The United States biodiesel market is on a steady growth path from USD 12.72 Billion in 2020 to USD 24.83 Billion by 2034. Biodiesel has shifted from a niche additive to a core compliance fuel, blended into diesel pools through the federal Renewable Fuel Standard. Falling soybean oil prices, fleet sustainability targets, and tightening biomass-based diesel obligations are driving blending volumes. State low-carbon fuel programs further reinforce demand across on-road, off-road, and stationary applications.

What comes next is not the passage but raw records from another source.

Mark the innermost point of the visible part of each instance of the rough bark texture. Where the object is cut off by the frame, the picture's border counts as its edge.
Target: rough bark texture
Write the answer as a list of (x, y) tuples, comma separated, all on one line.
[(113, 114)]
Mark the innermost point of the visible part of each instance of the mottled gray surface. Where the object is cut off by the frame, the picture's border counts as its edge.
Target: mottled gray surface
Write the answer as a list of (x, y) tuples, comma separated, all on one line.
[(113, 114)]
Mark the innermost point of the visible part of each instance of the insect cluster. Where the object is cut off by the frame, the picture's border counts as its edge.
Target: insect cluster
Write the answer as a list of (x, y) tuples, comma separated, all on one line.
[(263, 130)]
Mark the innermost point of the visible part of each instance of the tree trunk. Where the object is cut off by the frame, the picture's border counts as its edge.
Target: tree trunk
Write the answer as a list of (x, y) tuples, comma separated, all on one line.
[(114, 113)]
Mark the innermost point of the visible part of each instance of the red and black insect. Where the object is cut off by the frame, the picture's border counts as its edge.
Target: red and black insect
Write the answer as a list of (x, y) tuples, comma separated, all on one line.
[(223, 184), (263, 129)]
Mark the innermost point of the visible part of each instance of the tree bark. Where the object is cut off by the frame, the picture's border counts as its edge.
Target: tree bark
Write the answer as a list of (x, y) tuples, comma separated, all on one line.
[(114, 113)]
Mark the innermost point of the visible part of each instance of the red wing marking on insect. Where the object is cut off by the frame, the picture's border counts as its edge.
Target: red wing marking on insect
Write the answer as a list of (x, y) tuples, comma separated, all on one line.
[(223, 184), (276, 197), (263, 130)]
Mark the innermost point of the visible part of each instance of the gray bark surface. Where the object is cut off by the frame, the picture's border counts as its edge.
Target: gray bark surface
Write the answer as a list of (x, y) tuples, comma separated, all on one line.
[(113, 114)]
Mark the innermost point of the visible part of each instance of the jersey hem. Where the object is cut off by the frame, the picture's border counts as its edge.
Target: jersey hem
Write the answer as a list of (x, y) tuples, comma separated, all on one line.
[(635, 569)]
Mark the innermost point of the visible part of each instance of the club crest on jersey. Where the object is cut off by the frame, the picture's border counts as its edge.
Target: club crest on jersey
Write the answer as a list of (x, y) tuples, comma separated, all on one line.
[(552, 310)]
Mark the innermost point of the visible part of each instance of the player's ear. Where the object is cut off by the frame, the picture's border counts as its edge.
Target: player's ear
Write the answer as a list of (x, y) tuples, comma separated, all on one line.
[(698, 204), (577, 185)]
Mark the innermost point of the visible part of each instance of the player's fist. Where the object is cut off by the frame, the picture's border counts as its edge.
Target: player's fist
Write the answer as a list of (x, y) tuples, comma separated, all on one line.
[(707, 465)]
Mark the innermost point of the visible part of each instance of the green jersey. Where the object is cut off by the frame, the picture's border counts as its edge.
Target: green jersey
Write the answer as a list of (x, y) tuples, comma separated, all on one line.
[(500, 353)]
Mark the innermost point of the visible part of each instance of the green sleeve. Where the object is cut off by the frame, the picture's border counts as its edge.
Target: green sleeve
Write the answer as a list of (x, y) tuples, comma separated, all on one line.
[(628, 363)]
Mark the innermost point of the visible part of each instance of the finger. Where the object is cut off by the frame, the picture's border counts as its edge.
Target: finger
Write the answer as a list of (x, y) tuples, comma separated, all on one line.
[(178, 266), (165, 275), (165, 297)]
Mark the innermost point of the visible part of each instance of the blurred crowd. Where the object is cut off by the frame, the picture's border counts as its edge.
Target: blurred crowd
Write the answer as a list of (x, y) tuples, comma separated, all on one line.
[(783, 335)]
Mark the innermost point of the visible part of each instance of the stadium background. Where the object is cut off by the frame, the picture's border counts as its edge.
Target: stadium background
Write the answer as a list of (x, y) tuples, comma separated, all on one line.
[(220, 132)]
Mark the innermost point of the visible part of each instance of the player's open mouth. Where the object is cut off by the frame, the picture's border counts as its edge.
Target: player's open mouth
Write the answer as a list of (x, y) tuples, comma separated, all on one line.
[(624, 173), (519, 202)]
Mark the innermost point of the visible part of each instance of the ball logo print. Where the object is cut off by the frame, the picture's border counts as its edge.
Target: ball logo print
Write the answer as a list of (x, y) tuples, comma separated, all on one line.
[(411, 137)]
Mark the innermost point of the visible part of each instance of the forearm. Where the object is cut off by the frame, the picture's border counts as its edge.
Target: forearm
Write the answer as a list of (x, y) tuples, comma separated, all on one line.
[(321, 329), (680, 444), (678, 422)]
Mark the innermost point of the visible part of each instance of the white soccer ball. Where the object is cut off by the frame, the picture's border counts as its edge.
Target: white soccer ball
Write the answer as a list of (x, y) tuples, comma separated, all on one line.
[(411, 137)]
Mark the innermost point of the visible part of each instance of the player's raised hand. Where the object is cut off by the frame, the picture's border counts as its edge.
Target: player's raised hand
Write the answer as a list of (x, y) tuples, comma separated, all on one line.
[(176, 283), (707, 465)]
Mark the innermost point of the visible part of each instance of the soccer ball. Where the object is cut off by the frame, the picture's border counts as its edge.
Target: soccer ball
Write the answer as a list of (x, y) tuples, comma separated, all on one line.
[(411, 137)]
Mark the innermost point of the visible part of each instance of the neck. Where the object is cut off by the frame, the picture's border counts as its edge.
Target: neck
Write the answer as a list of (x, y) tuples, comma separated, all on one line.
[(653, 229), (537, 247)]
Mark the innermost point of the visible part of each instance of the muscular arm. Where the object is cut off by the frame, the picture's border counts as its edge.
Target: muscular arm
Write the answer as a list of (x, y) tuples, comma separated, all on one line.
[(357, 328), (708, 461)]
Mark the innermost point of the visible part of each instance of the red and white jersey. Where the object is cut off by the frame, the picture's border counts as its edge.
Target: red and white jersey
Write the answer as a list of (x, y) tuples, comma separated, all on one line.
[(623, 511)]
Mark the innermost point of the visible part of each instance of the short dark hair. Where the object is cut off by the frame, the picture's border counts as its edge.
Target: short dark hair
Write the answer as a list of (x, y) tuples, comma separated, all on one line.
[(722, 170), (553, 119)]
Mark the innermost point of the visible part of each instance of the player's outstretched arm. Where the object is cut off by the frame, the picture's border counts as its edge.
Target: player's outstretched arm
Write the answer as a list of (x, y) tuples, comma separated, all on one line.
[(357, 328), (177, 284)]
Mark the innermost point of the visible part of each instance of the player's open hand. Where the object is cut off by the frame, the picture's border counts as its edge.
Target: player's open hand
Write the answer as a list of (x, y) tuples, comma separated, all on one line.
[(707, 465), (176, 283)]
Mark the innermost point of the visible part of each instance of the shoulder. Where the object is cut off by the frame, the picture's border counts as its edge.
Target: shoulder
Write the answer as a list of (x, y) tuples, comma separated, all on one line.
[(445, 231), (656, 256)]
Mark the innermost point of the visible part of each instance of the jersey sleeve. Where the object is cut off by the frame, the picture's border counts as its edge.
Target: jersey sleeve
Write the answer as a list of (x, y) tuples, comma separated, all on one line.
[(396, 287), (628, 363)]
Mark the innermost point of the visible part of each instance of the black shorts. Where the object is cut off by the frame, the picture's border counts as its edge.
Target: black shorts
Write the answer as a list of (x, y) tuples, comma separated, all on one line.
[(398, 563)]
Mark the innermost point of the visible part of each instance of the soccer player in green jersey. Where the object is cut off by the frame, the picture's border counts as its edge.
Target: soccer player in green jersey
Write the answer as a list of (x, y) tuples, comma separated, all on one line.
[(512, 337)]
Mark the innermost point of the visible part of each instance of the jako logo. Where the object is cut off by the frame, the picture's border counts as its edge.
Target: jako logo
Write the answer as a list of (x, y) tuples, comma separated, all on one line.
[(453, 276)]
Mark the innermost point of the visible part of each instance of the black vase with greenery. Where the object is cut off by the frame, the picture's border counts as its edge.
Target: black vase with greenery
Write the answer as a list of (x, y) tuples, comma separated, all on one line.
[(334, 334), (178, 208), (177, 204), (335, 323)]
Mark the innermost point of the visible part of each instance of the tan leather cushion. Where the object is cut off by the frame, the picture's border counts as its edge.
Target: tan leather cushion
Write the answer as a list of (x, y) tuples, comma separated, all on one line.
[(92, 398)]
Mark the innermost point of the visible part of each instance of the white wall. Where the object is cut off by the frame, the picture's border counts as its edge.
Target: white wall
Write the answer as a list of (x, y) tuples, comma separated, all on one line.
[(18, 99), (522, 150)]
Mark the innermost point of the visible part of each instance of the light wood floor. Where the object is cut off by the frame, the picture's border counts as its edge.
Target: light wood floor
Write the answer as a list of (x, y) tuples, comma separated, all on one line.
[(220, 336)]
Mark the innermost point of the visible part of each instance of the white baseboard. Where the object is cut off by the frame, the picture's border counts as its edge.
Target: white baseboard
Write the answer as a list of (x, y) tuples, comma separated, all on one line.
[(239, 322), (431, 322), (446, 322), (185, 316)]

Vegetable oils dominate the feedstock segment at 47.6% in 2025, anchored by domestic soybean crushing capacity that produces a significant quantity of soybean oil annually for biodiesel. Fuel leads application at 68.3%, fueled by RVO compliance demand and fleet adoption of B5 to B20 blends. West commands 34.2%, led by California, where the Low Carbon Fuel Standard (LCFS) generates premium pricing for low-carbon-intensity biodiesel. Section 45Z, which took effect in January 2025 and was extended through 2029 under the One Big Beautiful Bill Act, replaced the legacy blender tax credit with a per-gallon production credit calibrated to lifecycle carbon intensity, reshaping producer economics and favoring vertically integrated operators with scale.
|
Insight |
Data |
|
Leading Feedstock |
Vegetable Oils - 47.6% share (2025) |
|
Second Feedstock |
Animal Fats - 32.4% share (2025) |
|
Leading Application |
Fuel - 68.3% share (2025) |
|
Second Application |
Power Generation - 18.7% share (2025) |
|
Leading Region |
West - 34.2% share (2025) |
|
Fastest Growing Region |
Midwest - 27.8% share (2025) |
|
Top Companies |
Chevron Corporation, ADM, Louis Dreyfus Company, Cargill, Incorporated, and Western Iowa Energy, LLC |
- Vegetable oils dominance at 47.6% reflects deep integration with United States soybean crushing infrastructure. Soybean oil delivers reliable supply, attractive carbon scores, and policy alignment with USDA-supported climate-smart agriculture.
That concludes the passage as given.